18 Marzo 2008
JOSÉ A. SOROLLA
PARÍS
La crisis financiera será "global y duradera", con "graves consecuencias económicas", en opinión del director gerente del Fondo Monetario Internacional (FMI), el francés Dominique Strauss-Kahn, quien inauguró ayer en París la conferencia de la Organización para la Cooperación y el Desarrollo Económico (OCDE) sobre las reformas estructurales en Europa.
Tanto Strauss-Kahn como Ángel Gurría, secretario general de la OCDE, coincidieron en que las autoridades deben centrarse en evitar el hundimiento del sistema financiero mundial. Es más, el dirigente del grupo de países desarrollados insistió en que los gobiernos europeos deben aprovechar para llevar a cabo reformas en profundidad de sus economías, ya que eso les facilitará sortear la crisis. "Las reformas estructurales pueden ayudar a crear nuevas oportunidades para los ciudadanos europeos", agregó el francés.
Strauss-Kahn admitió que "la crisis de los mercados se había convertido en más seria y más globalizada" que hace unas semanas y que podía todavía "empeorar". "Esto se traduce en una situación cada vez más tensa en los mercados" y "los riesgos sobre el crecimiento económico son cada vez más serios", afirmó.
REBAJA DE PREVISIONES
La OCDE y el FMI van a rebajar las previsiones de crecimiento mundial.
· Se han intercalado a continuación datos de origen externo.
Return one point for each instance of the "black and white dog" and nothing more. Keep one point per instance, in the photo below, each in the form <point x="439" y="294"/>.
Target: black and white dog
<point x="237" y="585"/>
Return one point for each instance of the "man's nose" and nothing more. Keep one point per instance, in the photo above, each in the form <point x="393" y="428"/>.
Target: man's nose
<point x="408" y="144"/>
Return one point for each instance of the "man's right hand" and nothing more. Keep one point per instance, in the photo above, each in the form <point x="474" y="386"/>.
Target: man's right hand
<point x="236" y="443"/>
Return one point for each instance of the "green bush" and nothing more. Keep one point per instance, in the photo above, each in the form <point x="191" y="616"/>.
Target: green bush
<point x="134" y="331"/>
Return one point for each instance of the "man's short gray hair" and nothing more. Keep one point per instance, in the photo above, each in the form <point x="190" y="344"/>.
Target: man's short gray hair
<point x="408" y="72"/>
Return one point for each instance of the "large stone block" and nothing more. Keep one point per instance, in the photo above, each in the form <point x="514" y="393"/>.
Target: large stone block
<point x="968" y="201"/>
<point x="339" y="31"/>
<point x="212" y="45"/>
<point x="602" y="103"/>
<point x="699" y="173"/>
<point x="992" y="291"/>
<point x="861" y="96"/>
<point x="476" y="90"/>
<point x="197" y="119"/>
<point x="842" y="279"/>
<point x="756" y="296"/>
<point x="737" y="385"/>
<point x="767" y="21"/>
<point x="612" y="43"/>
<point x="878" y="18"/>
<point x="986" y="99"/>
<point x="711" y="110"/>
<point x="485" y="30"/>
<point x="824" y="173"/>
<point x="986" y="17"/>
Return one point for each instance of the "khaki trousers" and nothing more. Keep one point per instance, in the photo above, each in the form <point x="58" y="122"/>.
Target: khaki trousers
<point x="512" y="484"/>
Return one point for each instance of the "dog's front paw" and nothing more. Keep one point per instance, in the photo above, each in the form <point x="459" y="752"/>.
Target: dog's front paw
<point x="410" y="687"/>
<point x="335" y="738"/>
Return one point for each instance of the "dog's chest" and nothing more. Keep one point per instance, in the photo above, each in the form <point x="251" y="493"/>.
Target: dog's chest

La primera institución publicará el jueves unas nuevas perspectivas económicas en las que se reflejará, según Gurría, que la caída de la actividad económica es mayor en Estados Unidos que en Europa. "Tenemos más riesgo de una caída del crecimiento que de un aumento de la inflación", precisó Gurría, quien vaticinó una nueva rebaja de los tipos de interés por parte de la Reserva Federal de EEUU.
El director del FMI pronosticó que la crisis, que afecta sobre todo a EEUU y a los países desarrollados por la repercusión de las hipotecas basura norteamericanas, alcanzará también a los países emergentes. Solo es una cuestión de tiempo, dijo.
Tras la compra urgente por JP Morgan del banco de negocios estadounidense Bear Stearns para evitar su quiebra, Gurría estimó que la operación era una "imperiosa necesidad" para evitar "riesgos del sistema" y el pánico en los mercados. "La prioridad debe ser la estabilidad del sistema", insistió. Strauss-Kahn defendió también la compra del Bear Stearns y, en términos generales, consideró que "los bancos centrales han gestionado bien la cuestión de la liquidez", por lo que no hay ninguna razón para pensar que no lo vayan a seguir haciendo.
En cuanto a la situación del euro, que alcanzó ayer un nuevo récord de 1,59 dólares, Strauss-Kahn se mostró contrario a una intervención concertada de los bancos centrales para que el billete verde remonte. "La balanza norteamericana por cuenta corriente, ampliamente deficitaria, necesita un dólar débil para enderezarse", aunque los tipos de cambio actuales causen dificultades.
BANCO MUNDIAL
A este ambiente de pesimismo se sumó ayer también el Banco Mundial, cuyo presidente, el estadounidense Robert Zoellick, estimó, en una conferencia ante la Oficina Internacional del Trabajo (OIT), que ningún país está al abrigo de la crisis internacional. "Pienso que algunos efectos (de la crisis) van a transmitirse a la vez al nivel comercial y financiero", afirmó.